Ученик покраснел и отвернулся. Ох, ни при чем здесь ягоды… Хотя рыжие лисы — очень даже при чем…

— Я… пойду спать. Да, точно. Только вот кружки схожу в ручье помою, — невнятно пробормотал он и бегом кинулся к костру. Вот ведь смешной!

«Эх, Лале, Лале, ну и влипла же ты в неприятности», — посетовала я и пошла к телеге — доставать одеяла и спать укладываться. Сейчас лето, земля теплая…

…Я вновь оказалась там — на каменном пятачке между двумя безднами, в пропитанном гарью тумане. И вновь осыпались вниз камни, увлекая меня за собой…

Но на сей раз я не боялась. Однажды Мило спас меня — придет на помощь и теперь.

…Ручейки гальки с песком все текли и текли вниз. «Где же ты, Мило, — думала я с отчаянием. — Разбуди меня, не дай упасть…»

Вдруг невесть откуда налетели мохнатые, густо-красные, как сухая кровь, мотыльки. Забились вокруг, закружились. Я взмахнула руками, отгоняя их… и потеряла равновесие.

— Он не придет, — рассмеялся кто-то в тумане жутко и высоко. — Ты одна, Лале. Ты всегда одна.

Нога сорвалась с камня, и я полетела вниз, вниз, в горький туман, а мотыльки вились рядом с лицом, заглушая крик…

— Нет! — хрипло выдохнула я… и проснулась.

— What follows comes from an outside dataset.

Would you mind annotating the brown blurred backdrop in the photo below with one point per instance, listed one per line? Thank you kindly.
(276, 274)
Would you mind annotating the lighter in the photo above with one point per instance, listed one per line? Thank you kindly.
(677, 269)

Ох, ну и привиделось же. Никому такого не пожелаю. Пропасть, бабочки, туман… Не иначе ворон на меня своим черным оком глянул.

Я села, протирая глаза. Кажется, уже занимался рассвет. Небо светлело. В рощице заливалась какая-то ранняя птица. Мир вокруг дышал спокойствием и необыкновенной чистотой, какая бывает только на рассвете. Мило безмятежно дремал у пылающего костра, и ведать не ведая о моем кошмаре. Я досадливо помотала головой: эк не вовремя его разморило! Мог бы и покараулить мой покой, а поспать днем…

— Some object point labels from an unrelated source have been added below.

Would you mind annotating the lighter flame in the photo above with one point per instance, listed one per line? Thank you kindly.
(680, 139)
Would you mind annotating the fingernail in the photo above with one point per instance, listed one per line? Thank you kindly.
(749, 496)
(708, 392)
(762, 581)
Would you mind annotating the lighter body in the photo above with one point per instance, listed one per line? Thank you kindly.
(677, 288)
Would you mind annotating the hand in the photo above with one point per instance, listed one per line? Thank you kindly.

В волосах что-то зашуршало. Я взвизгнула, как ошпаренная, и подскочила, на сей раз уж точно перебудив всех своих спутников. Мило взвился на ноги и в два прыжка очутился рядом со мной.

— Что с вами, госпожа? — тревожно спросил он, заглядывая мне в лицо. Взгляд у него был шальной со сна. — Что случилось?

— На голове… шевелится… — только и смогла пискнуть я.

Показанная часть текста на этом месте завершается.